The most important maintenance window. If you’re thinking of upgrading after cleaning, our guide on choosing the right size dining set is worth a read. What you do now determines what you find in April.

  • Full clean of all surfaces — don’t put dirty furniture to bed for winter
  • Wood: Apply a second coat of oil or preserver if needed
  • Metal: Touch up any paint chips from summer use
  • Cushions: Clean, dry thoroughly, store indoors
  • Covers: Fit breathable waterproof covers. Check them monthly through winter — adjust if they’ve blown loose, clear pooled water from the tops

November-March (Winter)

Monthly checks at most. Pop out, make sure covers are secure, clear any standing water or debris that’s accumulated on top of covers. That’s it.

Products Worth Having

Here’s a short shopping list for a complete garden furniture maintenance kit:

  • Fairy washing-up liquid — your primary cleaner for everything (about £1-2)
  • White vinegar — for mould, algae, and general disinfecting (about £1 per litre)
  • Bicarbonate of soda — for stain removal on plastic and fabric (about £1)
  • Barrettine Teak Oil — for teak and hardwood (about £12-15 per litre)
  • Cuprinol Garden Furniture Stain — for softwood (about £10-15)
  • Hammerite Direct to Rust paint — for metal touch-ups (about £10-14)
  • Autosol Metal Polish — for aluminium oxidation (about £5-8)
  • HG Garden Furniture Cleaner — all-purpose outdoor furniture spray (about £6-8)
  • Soft-bristle brush, sponge, lint-free cloths — your basic toolkit
  • 120-grit and 240-grit sandpaper — for wood and metal prep

Total cost: about £60-80 for everything, and most of it lasts multiple seasons.

Common Mistakes to Avoid

Using a pressure washer on everything. Pressure washers are fantastic for patios and decking but terrible for most furniture. They strip oil from wood, shred rattan weave, blast paint off metal, and warp thin plastic. If you must use one, keep it on the lowest setting with a wide fan nozzle, and stay at least 30cm away.

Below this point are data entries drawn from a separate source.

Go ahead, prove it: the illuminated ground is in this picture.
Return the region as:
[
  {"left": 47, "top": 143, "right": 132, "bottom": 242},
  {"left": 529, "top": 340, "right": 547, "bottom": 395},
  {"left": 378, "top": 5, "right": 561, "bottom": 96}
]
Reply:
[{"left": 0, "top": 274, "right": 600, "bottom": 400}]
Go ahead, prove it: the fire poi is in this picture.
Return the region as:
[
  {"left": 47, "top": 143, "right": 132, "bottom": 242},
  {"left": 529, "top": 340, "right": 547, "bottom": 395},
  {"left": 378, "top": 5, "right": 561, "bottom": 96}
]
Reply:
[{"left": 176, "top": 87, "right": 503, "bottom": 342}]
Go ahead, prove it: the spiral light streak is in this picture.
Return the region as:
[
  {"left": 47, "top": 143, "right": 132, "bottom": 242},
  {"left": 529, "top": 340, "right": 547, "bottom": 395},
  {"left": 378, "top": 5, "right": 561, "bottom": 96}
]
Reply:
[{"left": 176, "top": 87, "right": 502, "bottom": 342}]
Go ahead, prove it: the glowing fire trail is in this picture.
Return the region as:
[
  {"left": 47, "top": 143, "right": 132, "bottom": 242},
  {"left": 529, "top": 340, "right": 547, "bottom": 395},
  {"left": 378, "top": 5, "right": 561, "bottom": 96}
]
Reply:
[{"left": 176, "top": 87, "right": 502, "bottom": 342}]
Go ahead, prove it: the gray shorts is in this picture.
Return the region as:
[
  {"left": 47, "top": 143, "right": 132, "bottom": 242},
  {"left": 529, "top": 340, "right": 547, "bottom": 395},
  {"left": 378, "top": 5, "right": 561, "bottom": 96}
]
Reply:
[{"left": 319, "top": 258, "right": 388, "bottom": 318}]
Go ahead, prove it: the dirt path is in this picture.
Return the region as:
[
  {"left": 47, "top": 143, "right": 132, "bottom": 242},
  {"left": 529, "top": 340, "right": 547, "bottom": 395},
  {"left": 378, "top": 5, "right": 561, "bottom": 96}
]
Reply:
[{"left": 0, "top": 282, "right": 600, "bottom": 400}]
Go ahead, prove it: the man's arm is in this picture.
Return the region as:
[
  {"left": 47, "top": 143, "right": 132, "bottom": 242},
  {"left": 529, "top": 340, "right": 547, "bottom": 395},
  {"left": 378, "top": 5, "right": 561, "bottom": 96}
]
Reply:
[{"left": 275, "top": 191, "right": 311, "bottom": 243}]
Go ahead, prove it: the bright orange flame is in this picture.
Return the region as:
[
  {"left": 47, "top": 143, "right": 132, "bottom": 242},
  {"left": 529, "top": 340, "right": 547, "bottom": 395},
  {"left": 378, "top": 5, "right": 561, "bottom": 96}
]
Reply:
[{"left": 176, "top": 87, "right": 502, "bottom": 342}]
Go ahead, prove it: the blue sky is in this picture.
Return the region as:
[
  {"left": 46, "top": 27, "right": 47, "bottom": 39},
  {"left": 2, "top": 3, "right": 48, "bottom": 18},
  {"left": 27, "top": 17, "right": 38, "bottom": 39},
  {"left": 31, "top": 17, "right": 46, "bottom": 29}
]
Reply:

Leaving cleaning until the furniture looks bad. By the time you see green algae, it’s been growing for weeks and has worked into the surface. A quick wipe-down every few weeks during summer prevents the heavy-duty scrubbing sessions.

Skipping the drying step. Applying oil or preserver to damp wood traps moisture inside and causes bubbling. Painting over damp metal traps moisture under the paint and accelerates rust. Always let things dry completely first.

Using household furniture polish outdoors. Mr Sheen and similar sprays leave a slippery film that attracts dirt and makes surfaces dangerously slick when wet. They’re designed for indoor use on dry surfaces.

Storing dirty furniture. Dirt left on furniture over winter attracts moisture, harbours mould, and stains surfaces. The 30 minutes you spend cleaning in October saves hours of restoration in April. Ask me how I know.

Making It Easy

Look, nobody’s going to maintain a military-grade maintenance schedule for garden chairs. The realistic version is: clean everything properly once in April, keep it roughly clean through summer, and clean it again before covering it in October. That’s three sessions a year, maybe 30-45 minutes each. Do that and your furniture — whatever the material — will look good and last years longer than it would otherwise.

The one thing that makes the biggest difference, above all else, is a proper fitted cover from October to April. If you do nothing else on this list, do that.